Elsevier

Knowledge-Based Systems

Volume 161, 1 December 2018, Pages 111-123
Knowledge-Based Systems

Influence maximization in social networks under Deterministic Linear Threshold Model

https://doi.org/10.1016/j.knosys.2018.07.040Get rights and content

Abstract

We define the new Targeted and Budgeted Influence Maximization under Deterministic Linear Threshold Model problem and develop the novel and scalable TArgeted and BUdgeted Potential Greedy (TABU-PG) algorithm which allows for optional methods to solve this problem. It is an iterative and greedy algorithm that relies on investing in potential future gains when choosing seed nodes. We suggest new real-world mimicking techniques for generating influence weights, thresholds, profits, and costs. Extensive computational experiments on four real network (Epinions, Academia, Pokec and Inploid) show that our proposed heuristics perform significantly better than benchmarks. We equip TABU-PG with novel scalability methods which reduce runtime by limiting the seed node candidate pool, or by selecting more nodes at once, trading-off with spread performance.

Introduction

Social process of influence intensely and frequently takes place among people. As a result, people’s decisions and behaviours are influenced by others. Such influence can be observed in marketing, consumer behaviour, politics, persuasion, peer pressure, conformity, and leadership.

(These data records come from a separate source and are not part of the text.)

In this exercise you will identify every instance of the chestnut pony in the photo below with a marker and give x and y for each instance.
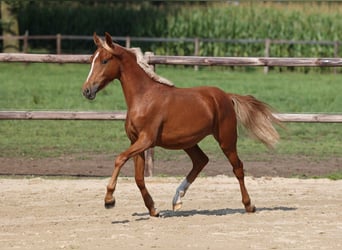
(159, 114)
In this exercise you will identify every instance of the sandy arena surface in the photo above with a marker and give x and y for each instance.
(40, 213)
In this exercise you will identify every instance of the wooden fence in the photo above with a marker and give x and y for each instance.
(173, 60)
(196, 41)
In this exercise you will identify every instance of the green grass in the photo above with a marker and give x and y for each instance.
(58, 87)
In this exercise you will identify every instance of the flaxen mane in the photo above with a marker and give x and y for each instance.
(144, 65)
(148, 68)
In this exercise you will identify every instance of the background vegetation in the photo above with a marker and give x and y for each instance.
(247, 20)
(58, 87)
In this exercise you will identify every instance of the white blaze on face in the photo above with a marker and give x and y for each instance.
(92, 65)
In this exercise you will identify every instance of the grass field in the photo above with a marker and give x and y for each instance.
(58, 87)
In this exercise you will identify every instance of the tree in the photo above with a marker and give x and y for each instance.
(10, 27)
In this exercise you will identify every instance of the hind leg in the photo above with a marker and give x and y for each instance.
(199, 160)
(239, 173)
(228, 145)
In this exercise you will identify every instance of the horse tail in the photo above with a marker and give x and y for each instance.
(257, 117)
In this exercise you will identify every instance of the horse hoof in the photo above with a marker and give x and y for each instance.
(154, 213)
(177, 206)
(110, 204)
(250, 209)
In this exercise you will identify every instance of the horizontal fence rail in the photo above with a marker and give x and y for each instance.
(121, 115)
(183, 60)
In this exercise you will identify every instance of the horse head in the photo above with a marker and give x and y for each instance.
(105, 66)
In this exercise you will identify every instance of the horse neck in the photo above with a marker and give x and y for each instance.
(134, 81)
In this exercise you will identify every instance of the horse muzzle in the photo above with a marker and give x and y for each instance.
(90, 92)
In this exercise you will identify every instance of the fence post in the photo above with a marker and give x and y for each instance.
(267, 52)
(128, 42)
(58, 44)
(336, 50)
(25, 42)
(196, 51)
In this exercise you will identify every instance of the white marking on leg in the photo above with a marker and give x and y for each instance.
(180, 192)
(92, 65)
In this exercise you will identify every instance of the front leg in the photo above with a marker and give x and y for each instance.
(136, 148)
(139, 164)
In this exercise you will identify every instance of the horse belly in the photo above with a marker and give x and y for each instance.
(185, 131)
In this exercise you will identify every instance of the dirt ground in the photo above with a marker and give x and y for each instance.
(61, 213)
(102, 165)
(67, 212)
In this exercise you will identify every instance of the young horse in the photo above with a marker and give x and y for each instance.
(159, 114)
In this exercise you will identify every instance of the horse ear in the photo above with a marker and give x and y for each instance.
(97, 40)
(109, 40)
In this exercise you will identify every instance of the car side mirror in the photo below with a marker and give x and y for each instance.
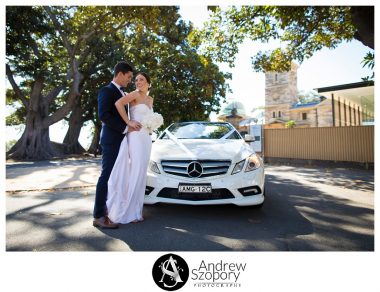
(248, 138)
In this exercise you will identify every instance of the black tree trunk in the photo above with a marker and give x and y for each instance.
(95, 146)
(71, 143)
(34, 143)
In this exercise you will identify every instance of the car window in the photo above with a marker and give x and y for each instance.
(202, 131)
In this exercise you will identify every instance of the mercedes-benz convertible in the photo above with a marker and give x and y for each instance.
(204, 163)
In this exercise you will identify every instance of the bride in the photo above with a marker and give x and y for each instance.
(127, 182)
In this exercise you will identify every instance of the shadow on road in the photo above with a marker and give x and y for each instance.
(295, 217)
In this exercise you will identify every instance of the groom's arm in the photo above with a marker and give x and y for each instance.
(106, 110)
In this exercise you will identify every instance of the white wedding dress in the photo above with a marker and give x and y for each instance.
(127, 182)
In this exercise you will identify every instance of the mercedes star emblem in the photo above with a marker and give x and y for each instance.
(194, 169)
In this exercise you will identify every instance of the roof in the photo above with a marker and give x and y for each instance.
(360, 93)
(345, 86)
(303, 105)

Furthermore, influence may occur at a conscious level or at an unconscious level. At a conscious level, people choose whether to be influenced or not as a result of some rational decision making process. There are two types of benefits in imitating the decisions of others: the direct-benefit effect and the informational effect. Direct-benefit effect takes place when one’s payoff from her own action is directly affected by other people’s actions. This phenomenon is also called as network effect. It can be illustrated by the historical adoption rates of fax machine, which quickly peaked after it slowly reached a tipping point [1]. Informational effect occurs when collective information is more powerful than one’s private information. In a setting where one has limited information on which action to prefer, the decision is more likely to be made by mimicking others’ decisions. On the other hand, one does not always have the control over whether to be influenced or not as influence can also happen at an unconscious level. Social conformity, mirroring and other psychological effects are examples of such situations [2].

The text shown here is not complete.